Many employer-based health insurance plans are fully insured by a health insurance company. This means the employer contracts with a health insurance company to provide its employees benefits, pays premiums for such coverage, and the insurance company assumes all claims risk. The states regulate fully insured group plans.

However, larger group health plans (usually several hundred employees or larger) may choose to either fully or partially self-insure their group benefit plans. This means that instead of paying health insurance premiums to a company, the employer sets a pool of funds in reserve and assumes its own risk for health benefit claims. Companies that self-insure generally buy what is known as a stop-loss insurance policy to protect themselves against losses above a certain threshold and contract with either a third-party administrator or a health plan to administer benefits and handle claims . Many employees of companies that self-fund coverage do not even realize that their plan is self-funded by their employer. Self-funded plans are regulated federally by the Department of Labor under the Employee Retirement Income Security Act of 1974 (ERISA), so they are sometimes known as ERISA plans. If employees are uncertain whether they are covered by a fully insured (and state-regulated) plan or a self-funded (and federally regulated) plan, they should ask their employer.

Is employer group health insurance available to sole proprietors?

Some states define a small employer group as those that have 1-50 employees, but most require companies to have at least two employees to qualify for group coverage. Insurance companies and the individual states often have specific and strict requirements for very small employer groups to document that they actually are legitimate businesses and have the appropriate number of eligible employees to prevent fraud.

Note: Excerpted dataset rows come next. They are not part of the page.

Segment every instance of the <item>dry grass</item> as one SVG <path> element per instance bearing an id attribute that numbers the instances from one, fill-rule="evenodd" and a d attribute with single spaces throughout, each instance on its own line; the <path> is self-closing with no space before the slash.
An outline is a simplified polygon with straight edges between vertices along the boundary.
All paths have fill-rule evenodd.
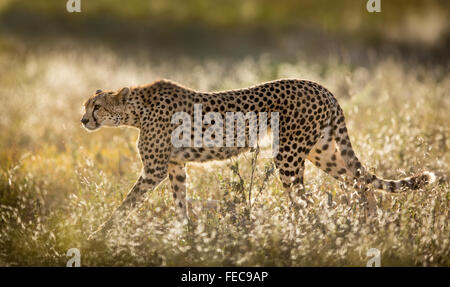
<path id="1" fill-rule="evenodd" d="M 73 43 L 33 51 L 8 45 L 0 46 L 0 265 L 65 266 L 75 247 L 84 266 L 365 266 L 370 248 L 381 251 L 384 266 L 450 266 L 448 69 L 377 55 L 375 64 L 353 67 L 333 57 L 326 65 L 267 55 L 154 61 Z M 391 178 L 431 170 L 439 181 L 416 192 L 377 192 L 378 218 L 366 221 L 354 190 L 310 165 L 313 203 L 290 209 L 276 172 L 263 185 L 270 161 L 259 160 L 249 209 L 242 200 L 248 154 L 189 166 L 189 196 L 222 200 L 218 212 L 195 211 L 190 229 L 178 223 L 165 182 L 106 239 L 88 242 L 141 164 L 137 131 L 87 133 L 79 123 L 82 103 L 98 88 L 160 77 L 201 90 L 284 77 L 317 81 L 340 101 L 367 167 Z M 242 182 L 231 168 L 236 163 Z"/>

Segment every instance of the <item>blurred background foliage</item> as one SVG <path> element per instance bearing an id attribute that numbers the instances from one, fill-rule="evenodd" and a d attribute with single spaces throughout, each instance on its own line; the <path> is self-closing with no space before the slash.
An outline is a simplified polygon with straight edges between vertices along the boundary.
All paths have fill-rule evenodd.
<path id="1" fill-rule="evenodd" d="M 382 1 L 381 13 L 368 13 L 366 2 L 81 0 L 82 12 L 70 14 L 64 0 L 0 0 L 0 31 L 190 55 L 304 51 L 321 58 L 342 42 L 372 49 L 390 45 L 434 60 L 448 55 L 449 1 Z"/>

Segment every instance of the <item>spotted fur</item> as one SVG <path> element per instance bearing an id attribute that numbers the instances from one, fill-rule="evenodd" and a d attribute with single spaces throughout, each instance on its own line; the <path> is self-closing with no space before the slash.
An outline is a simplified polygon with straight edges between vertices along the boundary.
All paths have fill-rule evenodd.
<path id="1" fill-rule="evenodd" d="M 204 93 L 160 80 L 146 86 L 125 87 L 118 92 L 98 90 L 85 104 L 82 122 L 89 130 L 119 125 L 140 130 L 138 150 L 142 173 L 103 227 L 109 226 L 122 211 L 136 206 L 145 192 L 154 189 L 167 176 L 180 215 L 188 218 L 186 163 L 223 160 L 248 150 L 248 147 L 175 148 L 171 134 L 177 125 L 171 123 L 172 115 L 187 112 L 193 122 L 194 104 L 202 104 L 203 114 L 218 112 L 223 118 L 226 112 L 279 112 L 280 146 L 274 162 L 284 189 L 294 197 L 303 189 L 306 159 L 343 182 L 371 184 L 391 192 L 418 189 L 434 180 L 429 172 L 402 180 L 380 179 L 369 173 L 352 148 L 342 109 L 334 96 L 317 83 L 288 79 L 247 89 Z M 202 131 L 207 128 L 203 123 Z M 194 125 L 192 129 L 194 143 Z M 248 129 L 245 136 L 248 140 Z"/>

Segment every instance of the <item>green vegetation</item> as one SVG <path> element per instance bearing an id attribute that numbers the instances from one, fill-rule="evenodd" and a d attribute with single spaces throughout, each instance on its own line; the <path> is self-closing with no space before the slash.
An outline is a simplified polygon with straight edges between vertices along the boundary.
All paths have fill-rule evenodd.
<path id="1" fill-rule="evenodd" d="M 383 1 L 380 19 L 349 1 L 329 9 L 244 1 L 253 14 L 242 1 L 82 1 L 78 16 L 61 2 L 0 1 L 0 265 L 65 266 L 67 250 L 79 248 L 83 266 L 365 266 L 367 250 L 378 248 L 383 266 L 450 266 L 450 41 L 439 16 L 447 2 L 402 9 L 400 1 L 388 12 L 393 4 Z M 342 11 L 374 25 L 351 28 Z M 408 34 L 415 24 L 404 19 L 414 15 L 436 24 Z M 217 212 L 194 207 L 190 228 L 178 223 L 164 182 L 108 237 L 86 240 L 141 169 L 136 130 L 81 127 L 90 94 L 158 78 L 222 90 L 285 77 L 335 94 L 371 171 L 430 170 L 438 182 L 377 191 L 378 218 L 367 220 L 351 187 L 308 165 L 311 204 L 295 211 L 270 161 L 258 159 L 250 209 L 243 196 L 254 155 L 246 154 L 188 167 L 188 195 L 222 201 Z"/>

The states that allow sole proprietors to purchase group coverage are often referred to as states that guarantee coverage for “business groups of one.” In some of these states, business groups of one are treated in the same manner as larger employer groups. In others, they are treated as their own distinct pool and rated separately by the health insurance companies. In the states that do not allow for sole proprietors to purchase group coverage, these business owners often purchase individual health insurance coverage.

What rights do I have if I lose access to my employer group health
insurance coverage?

Millions of people who lose their group California health insurance coverage due to a job change, divorce, job loss or other reason are able to keep their group coverage, at least temporarily. Most people who are able to continue their group health insurance benefits are eligible to do so according to the federal Consolidated Omnibus Budget Reconciliation Act of 1985 (COBRA). However, COBRA does not apply to all employers, and many states have mandated other continuation-of-coverage options for people who are not covered by COBRA.

Also, many people leaving group insurance for the individual market have group-to-individual health insurance portability benefits that are mandated by federal law.